As a basic starting point, the organisation can issue its business partners with a “Supply Chain Security Self-Assessment Audit” sheet. Once completed, period site visits should also be conducted to ensure adherence to the agreed protocols and guidelines. These contractor/business partner guidelines and standards should be in addition to any existing risk transference system that is in place (contractual or insurance) as although the financial risk transference may cover for lost/damaged goods, there is still the potential damage to the organisation’s brand from delayed or non-delivery of items.

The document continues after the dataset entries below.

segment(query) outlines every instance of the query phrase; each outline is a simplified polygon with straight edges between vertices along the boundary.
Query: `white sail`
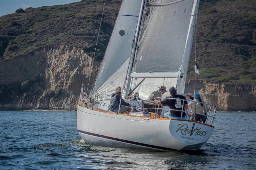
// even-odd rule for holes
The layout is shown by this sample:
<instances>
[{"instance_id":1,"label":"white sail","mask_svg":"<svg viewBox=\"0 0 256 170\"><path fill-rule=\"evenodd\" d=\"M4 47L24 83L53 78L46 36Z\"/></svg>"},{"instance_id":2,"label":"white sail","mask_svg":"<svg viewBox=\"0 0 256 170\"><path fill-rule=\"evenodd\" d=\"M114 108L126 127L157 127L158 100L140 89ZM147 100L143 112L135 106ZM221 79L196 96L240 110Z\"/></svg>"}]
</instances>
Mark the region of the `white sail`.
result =
<instances>
[{"instance_id":1,"label":"white sail","mask_svg":"<svg viewBox=\"0 0 256 170\"><path fill-rule=\"evenodd\" d=\"M109 98L125 79L138 20L141 0L124 0L93 88Z\"/></svg>"},{"instance_id":2,"label":"white sail","mask_svg":"<svg viewBox=\"0 0 256 170\"><path fill-rule=\"evenodd\" d=\"M147 1L131 74L133 77L148 77L140 88L143 94L163 85L177 86L178 93L184 92L197 2Z\"/></svg>"}]
</instances>

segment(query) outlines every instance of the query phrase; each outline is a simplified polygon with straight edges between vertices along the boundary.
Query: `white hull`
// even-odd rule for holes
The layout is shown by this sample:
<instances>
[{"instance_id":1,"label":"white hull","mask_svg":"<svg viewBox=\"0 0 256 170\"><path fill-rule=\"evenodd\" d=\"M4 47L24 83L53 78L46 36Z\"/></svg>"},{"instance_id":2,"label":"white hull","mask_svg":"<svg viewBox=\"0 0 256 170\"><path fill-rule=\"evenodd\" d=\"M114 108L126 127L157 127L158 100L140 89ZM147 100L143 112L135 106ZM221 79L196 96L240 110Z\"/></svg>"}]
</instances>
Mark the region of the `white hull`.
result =
<instances>
[{"instance_id":1,"label":"white hull","mask_svg":"<svg viewBox=\"0 0 256 170\"><path fill-rule=\"evenodd\" d=\"M150 118L77 106L79 134L85 141L94 145L161 150L197 150L208 140L214 129L190 121Z\"/></svg>"}]
</instances>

The question may be asked “how does the organisation know what type of physical and procedural security guidelines should be put in place with its delivery partners?” This is a very valid question. The organisation’s designated security representative/s need to play a very important role here with regards to structured sourcing of benchmarking and best practise (tip six). The security industry is a fluid and dynamic industry, with technological advances and procedural improvements occurring at a startling rate. Member associations, industry publications and even social media relevant groups can all assist with providing valuable information and contacts for improvements that can be integrated into the organisation’s security operation. Once new information and ideas are gathered, they can be discussed with the SCRM team to see if they are of benefit and how they can be best implemented.
A personal recent example of this that I experienced is a new product from Sonic Force Security with their Inferno Sound and Light Barriers. Whilst I have previously investigated effective use of strobes and increased volume alarm sirens in response to unauthorised access, their combination of a disorienting 2,700W white strobe light coupled with an utterly intolerable 127dB sound spectrum makes for an extremely effective response. Now imagine this unit being mobile and mounted in the back of large delivery vehicles for smaller high price individual electronic items, I am sure you get the idea.
An organisation can have the best business continuity and technology recovery plans in place, have organisational wide support for the program – including from its business partners – and can have ensured that the plan is overarching across the entire company to cover any gaps between individual responsibilities/accountabilities, but it still needs to ensure that the plan is underpinned with operational efficiency (tip seven).
This is another reason why it is crucial to ensure multi-department representation in the SCRM team as any system changes need to be tested for their impact on operations which can then be weighed against the benefit of implementation. Implementing new technology, new procedures and protocols all comes at a cost and, as such, needs to provide a return on investment to the organisation. Some of the benefits of improving supply chain security are clear and tangible – such as improved delivery times, decreased shrinkage, improved response times to incidents and improved KPI results from business partners, etc – however there are also many other associated benefits that occur such as an improved SCRM culture within the organisation, the improved protection of the integrity and reliability of information networks, and an improvement in the integrity of products, to name a few.
Although there are many benefits (both tangible and intangible) from the improvement of Supply Chain Security Risk Management within an organisation, due to its positive flow-on effect across the entire organisation and multiple benefits, the biggest improvement it has is on what is arguably an organisation’s most important asset: its reputation.